Un encuentro con Dios en la pasarela de la UCA

Cuando terminé la secundaria, no tenía claro qué quería estudiar. ¿Quién podría tenerlo tan claro a esa edad? Lo que sí sabía con certeza era que debía ser algo relacionado con las matemáticas, así que pensaba en alguna ingeniería. También era importante para mí decidir dónde estudiar, y en ese aspecto no tenía dudas: quería ingresar a la UNI. Mi objetivo era enfrentar el reto de aprobar el examen de admisión en matemáticas, para lo cual me preparé durante todo un año. Sin embargo, en mis planes no había considerado la voluntad de Dios. Al terminar la secundaria, la UCA ofreció dos medias becas a mi colegio, y una de ellas me fue otorgada a mí. Así fue como, casi sin querer, terminé en la UCA, ya que mi papá insistía constantemente en que era la mejor (y única) opción para mí. Entré a la UCA para estudiar Ingeniería Civil. En ese entonces, vivía en un apartamento cercano y me tomaba 10 minutos llegar caminando a mi salón de clases.

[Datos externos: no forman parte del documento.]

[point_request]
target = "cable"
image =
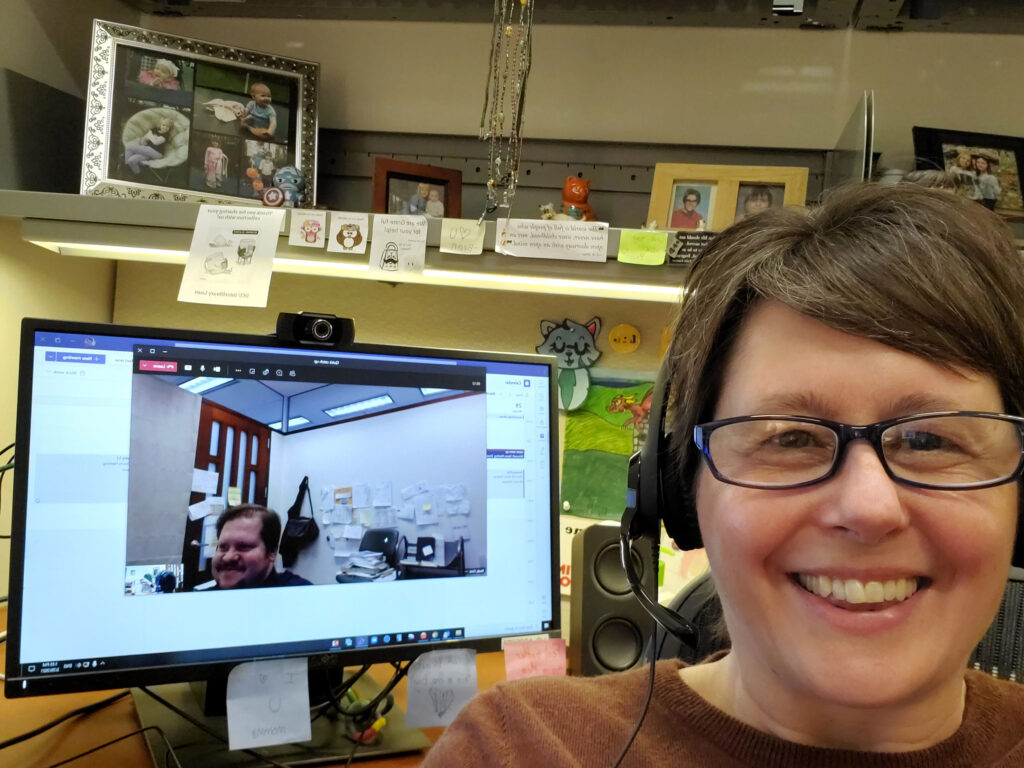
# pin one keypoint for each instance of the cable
(86, 710)
(170, 750)
(650, 694)
(203, 727)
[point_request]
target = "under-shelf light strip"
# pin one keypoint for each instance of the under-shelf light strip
(430, 275)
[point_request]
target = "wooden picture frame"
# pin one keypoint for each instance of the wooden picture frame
(960, 154)
(720, 193)
(170, 118)
(403, 187)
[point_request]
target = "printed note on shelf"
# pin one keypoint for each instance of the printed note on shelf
(544, 239)
(534, 657)
(462, 236)
(205, 480)
(231, 255)
(348, 232)
(308, 228)
(642, 247)
(268, 704)
(360, 496)
(440, 682)
(382, 494)
(399, 244)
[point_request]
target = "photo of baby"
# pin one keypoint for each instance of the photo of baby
(753, 199)
(416, 198)
(154, 145)
(205, 123)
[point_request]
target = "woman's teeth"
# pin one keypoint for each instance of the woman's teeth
(854, 591)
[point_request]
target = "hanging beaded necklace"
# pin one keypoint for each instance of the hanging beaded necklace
(505, 93)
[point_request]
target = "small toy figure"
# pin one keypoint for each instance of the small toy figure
(163, 75)
(292, 182)
(434, 205)
(574, 194)
(215, 165)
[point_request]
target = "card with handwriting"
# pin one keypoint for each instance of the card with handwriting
(267, 704)
(440, 682)
(462, 236)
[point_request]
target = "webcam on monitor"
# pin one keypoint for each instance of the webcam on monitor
(315, 329)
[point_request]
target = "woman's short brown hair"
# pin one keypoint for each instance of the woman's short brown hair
(918, 269)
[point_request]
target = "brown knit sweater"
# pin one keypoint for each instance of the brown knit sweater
(552, 722)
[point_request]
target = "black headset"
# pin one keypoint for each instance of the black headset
(656, 493)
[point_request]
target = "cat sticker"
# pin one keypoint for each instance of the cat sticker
(576, 347)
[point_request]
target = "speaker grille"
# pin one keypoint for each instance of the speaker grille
(616, 644)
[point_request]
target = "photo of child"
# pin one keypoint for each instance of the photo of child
(148, 146)
(752, 199)
(260, 118)
(163, 75)
(986, 175)
(416, 198)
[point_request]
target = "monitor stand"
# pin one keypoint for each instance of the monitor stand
(329, 744)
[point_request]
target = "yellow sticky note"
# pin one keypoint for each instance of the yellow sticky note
(642, 247)
(462, 236)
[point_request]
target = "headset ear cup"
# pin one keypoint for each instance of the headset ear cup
(664, 495)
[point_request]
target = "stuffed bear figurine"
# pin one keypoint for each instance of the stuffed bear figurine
(574, 194)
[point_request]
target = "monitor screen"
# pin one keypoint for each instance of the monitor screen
(414, 492)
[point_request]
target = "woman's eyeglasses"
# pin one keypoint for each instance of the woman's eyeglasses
(949, 451)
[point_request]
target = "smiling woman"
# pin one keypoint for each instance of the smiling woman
(846, 390)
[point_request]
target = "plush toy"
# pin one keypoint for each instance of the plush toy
(574, 194)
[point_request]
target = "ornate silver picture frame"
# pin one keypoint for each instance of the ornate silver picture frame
(170, 118)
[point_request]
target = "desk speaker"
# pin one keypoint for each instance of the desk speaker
(608, 629)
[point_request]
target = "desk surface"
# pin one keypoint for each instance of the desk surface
(79, 734)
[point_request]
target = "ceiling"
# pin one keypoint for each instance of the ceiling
(914, 15)
(264, 400)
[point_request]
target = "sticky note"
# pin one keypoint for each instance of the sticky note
(543, 239)
(462, 236)
(534, 657)
(642, 247)
(440, 682)
(205, 481)
(267, 704)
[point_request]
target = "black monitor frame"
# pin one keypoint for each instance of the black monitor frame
(147, 674)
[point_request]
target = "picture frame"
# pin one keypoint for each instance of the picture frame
(711, 197)
(404, 187)
(171, 118)
(985, 167)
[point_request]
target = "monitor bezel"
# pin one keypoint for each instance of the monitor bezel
(187, 672)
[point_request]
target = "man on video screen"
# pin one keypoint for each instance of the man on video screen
(248, 536)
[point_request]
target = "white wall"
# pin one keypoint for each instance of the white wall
(787, 88)
(48, 40)
(440, 443)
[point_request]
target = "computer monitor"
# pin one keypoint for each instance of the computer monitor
(131, 441)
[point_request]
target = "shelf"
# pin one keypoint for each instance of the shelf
(161, 231)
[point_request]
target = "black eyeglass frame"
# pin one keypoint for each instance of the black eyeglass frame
(848, 432)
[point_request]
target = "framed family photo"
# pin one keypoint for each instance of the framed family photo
(984, 167)
(170, 118)
(403, 187)
(712, 197)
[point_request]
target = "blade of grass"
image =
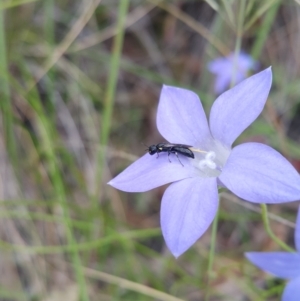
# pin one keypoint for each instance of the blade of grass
(110, 93)
(5, 102)
(264, 30)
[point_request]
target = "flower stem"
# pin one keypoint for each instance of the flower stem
(282, 244)
(211, 254)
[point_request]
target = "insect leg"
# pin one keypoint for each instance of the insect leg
(178, 158)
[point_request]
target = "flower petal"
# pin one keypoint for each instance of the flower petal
(149, 172)
(292, 290)
(281, 264)
(234, 110)
(188, 208)
(180, 116)
(297, 231)
(259, 174)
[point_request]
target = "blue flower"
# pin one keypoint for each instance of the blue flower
(230, 68)
(253, 171)
(283, 265)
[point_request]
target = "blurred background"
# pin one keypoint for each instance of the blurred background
(80, 83)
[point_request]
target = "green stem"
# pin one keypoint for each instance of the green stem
(211, 254)
(282, 244)
(5, 102)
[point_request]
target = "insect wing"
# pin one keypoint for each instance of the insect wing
(183, 150)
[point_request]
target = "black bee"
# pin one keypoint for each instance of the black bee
(171, 148)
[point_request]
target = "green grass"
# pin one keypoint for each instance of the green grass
(79, 87)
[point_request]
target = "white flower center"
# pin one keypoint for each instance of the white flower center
(210, 158)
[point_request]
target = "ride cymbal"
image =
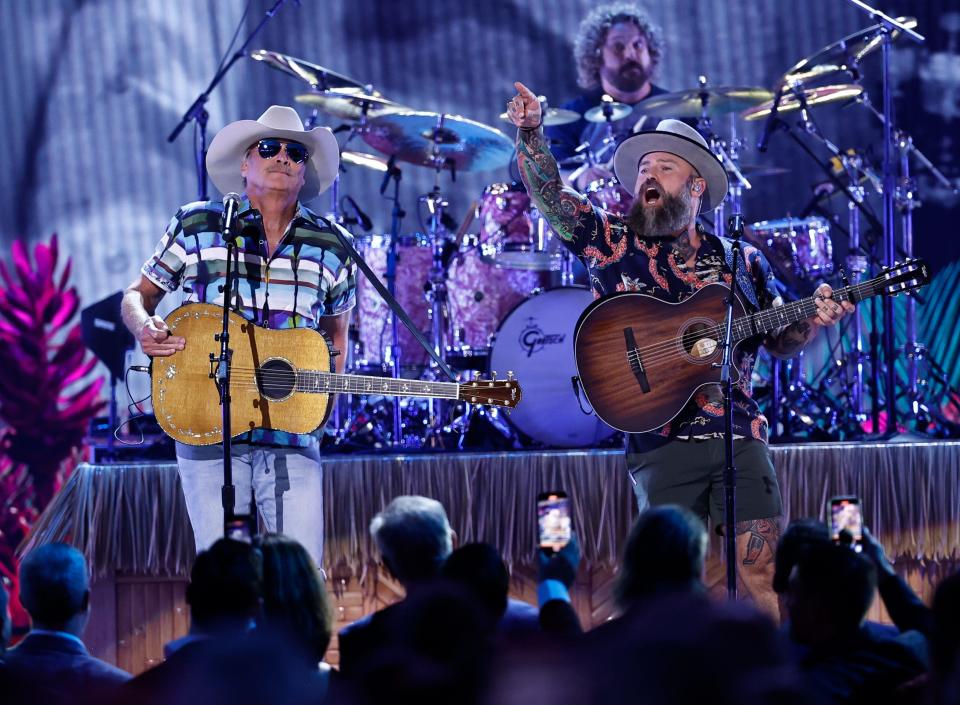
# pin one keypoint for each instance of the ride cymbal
(843, 55)
(439, 141)
(813, 96)
(718, 100)
(317, 76)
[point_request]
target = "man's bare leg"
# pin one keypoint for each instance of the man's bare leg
(756, 546)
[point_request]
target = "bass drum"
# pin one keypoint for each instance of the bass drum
(535, 342)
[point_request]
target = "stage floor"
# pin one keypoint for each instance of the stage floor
(131, 522)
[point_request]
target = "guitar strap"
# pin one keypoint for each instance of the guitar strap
(744, 280)
(344, 238)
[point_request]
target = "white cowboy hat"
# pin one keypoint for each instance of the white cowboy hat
(673, 137)
(230, 144)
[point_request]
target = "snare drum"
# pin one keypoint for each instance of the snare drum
(414, 258)
(513, 235)
(798, 246)
(535, 342)
(610, 195)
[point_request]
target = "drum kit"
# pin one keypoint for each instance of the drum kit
(499, 292)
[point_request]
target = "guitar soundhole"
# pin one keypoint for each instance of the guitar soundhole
(699, 341)
(276, 379)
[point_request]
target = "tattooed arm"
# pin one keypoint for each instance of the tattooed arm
(789, 340)
(569, 213)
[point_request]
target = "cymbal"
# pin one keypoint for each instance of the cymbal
(844, 54)
(813, 96)
(553, 117)
(761, 170)
(350, 103)
(617, 111)
(317, 76)
(439, 140)
(689, 103)
(368, 161)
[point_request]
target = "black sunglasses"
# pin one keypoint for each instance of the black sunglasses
(270, 148)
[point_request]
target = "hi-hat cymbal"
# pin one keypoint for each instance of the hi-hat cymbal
(690, 103)
(553, 117)
(616, 111)
(761, 170)
(439, 141)
(813, 96)
(843, 55)
(367, 161)
(350, 103)
(317, 76)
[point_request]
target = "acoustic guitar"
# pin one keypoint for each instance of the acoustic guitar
(640, 359)
(279, 379)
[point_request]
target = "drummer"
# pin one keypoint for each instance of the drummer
(618, 50)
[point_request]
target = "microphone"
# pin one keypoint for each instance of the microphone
(772, 121)
(391, 171)
(228, 222)
(364, 219)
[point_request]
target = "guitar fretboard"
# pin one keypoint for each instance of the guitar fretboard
(773, 318)
(313, 381)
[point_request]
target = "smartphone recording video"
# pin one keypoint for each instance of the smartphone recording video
(846, 515)
(553, 520)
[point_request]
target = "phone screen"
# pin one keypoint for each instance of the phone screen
(845, 513)
(553, 520)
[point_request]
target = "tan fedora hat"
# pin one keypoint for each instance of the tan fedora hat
(678, 138)
(279, 121)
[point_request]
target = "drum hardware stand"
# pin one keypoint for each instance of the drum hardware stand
(730, 160)
(198, 113)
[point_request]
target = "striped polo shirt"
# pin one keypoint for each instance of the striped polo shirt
(308, 276)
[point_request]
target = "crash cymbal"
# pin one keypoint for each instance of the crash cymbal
(689, 103)
(350, 103)
(367, 161)
(553, 117)
(616, 111)
(761, 170)
(317, 76)
(843, 55)
(813, 96)
(439, 141)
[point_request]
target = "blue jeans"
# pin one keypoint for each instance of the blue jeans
(286, 483)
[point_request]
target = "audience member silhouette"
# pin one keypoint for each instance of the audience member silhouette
(829, 592)
(52, 661)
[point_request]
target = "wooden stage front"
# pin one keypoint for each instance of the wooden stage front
(131, 523)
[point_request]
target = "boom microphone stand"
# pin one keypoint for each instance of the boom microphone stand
(197, 111)
(726, 381)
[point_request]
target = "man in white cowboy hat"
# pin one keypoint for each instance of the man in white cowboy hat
(659, 248)
(293, 273)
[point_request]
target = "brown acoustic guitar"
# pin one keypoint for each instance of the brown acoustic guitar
(640, 359)
(279, 379)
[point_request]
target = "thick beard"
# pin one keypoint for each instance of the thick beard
(626, 82)
(672, 216)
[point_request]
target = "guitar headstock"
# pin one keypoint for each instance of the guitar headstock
(492, 392)
(903, 277)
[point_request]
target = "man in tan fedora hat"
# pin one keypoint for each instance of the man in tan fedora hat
(659, 248)
(293, 273)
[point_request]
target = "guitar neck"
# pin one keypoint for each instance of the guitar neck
(772, 318)
(316, 382)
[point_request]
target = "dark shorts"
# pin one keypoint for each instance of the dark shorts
(690, 473)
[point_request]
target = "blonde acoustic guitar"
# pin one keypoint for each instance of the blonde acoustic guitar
(279, 379)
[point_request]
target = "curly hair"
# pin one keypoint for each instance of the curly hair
(587, 46)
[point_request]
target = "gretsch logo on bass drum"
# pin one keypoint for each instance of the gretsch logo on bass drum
(533, 339)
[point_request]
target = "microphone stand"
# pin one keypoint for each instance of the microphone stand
(726, 381)
(197, 111)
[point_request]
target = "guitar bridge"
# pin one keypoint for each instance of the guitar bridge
(636, 362)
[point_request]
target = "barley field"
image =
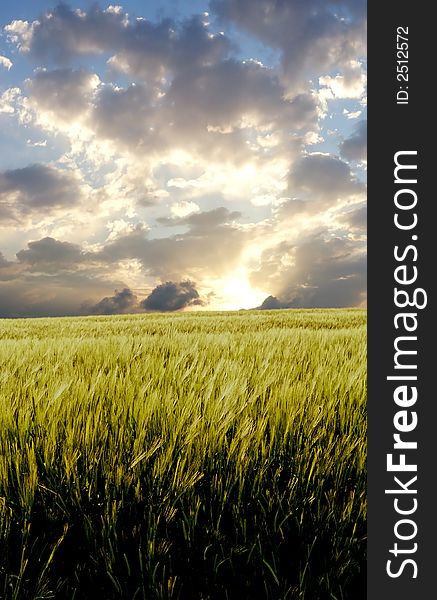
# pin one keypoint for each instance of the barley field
(193, 456)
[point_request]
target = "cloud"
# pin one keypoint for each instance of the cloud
(123, 302)
(355, 146)
(313, 36)
(37, 190)
(185, 91)
(49, 254)
(356, 218)
(136, 47)
(211, 246)
(324, 176)
(319, 271)
(172, 296)
(203, 222)
(65, 93)
(6, 63)
(352, 84)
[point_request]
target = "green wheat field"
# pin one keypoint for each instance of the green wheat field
(196, 456)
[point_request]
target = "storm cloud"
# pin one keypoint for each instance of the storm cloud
(172, 296)
(355, 146)
(121, 302)
(148, 154)
(319, 272)
(36, 190)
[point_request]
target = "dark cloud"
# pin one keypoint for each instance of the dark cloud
(172, 296)
(142, 48)
(65, 92)
(203, 221)
(208, 110)
(356, 218)
(324, 176)
(355, 146)
(120, 303)
(313, 36)
(185, 92)
(321, 271)
(49, 254)
(37, 189)
(210, 246)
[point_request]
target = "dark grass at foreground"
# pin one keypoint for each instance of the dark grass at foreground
(193, 456)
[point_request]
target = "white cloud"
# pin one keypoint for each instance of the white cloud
(184, 208)
(6, 62)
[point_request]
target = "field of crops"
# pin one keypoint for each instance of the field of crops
(200, 456)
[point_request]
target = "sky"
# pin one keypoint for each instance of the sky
(182, 155)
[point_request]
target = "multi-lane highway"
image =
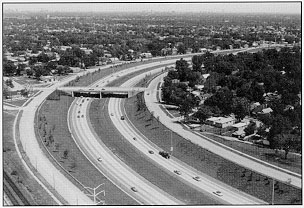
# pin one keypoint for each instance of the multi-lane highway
(173, 166)
(104, 160)
(37, 157)
(215, 147)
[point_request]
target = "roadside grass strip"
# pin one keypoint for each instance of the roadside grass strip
(33, 190)
(52, 123)
(207, 162)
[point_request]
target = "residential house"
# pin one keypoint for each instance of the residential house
(266, 111)
(224, 122)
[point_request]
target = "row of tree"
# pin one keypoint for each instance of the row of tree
(235, 82)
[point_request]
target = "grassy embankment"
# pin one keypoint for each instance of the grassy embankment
(52, 126)
(209, 163)
(12, 164)
(111, 137)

El primer año fue un gran reto para mí, tanto a nivel académico como personal. Tenía pocos meses de haberme mudado con mi papá, no tenía amigos de mi generación del colegio que hubieran entrado a estudiar la misma carrera que yo, las clases eran difíciles, pero sobre todo, ahora que veo hacia atrás, no contaba con la fortaleza que viene de Dios.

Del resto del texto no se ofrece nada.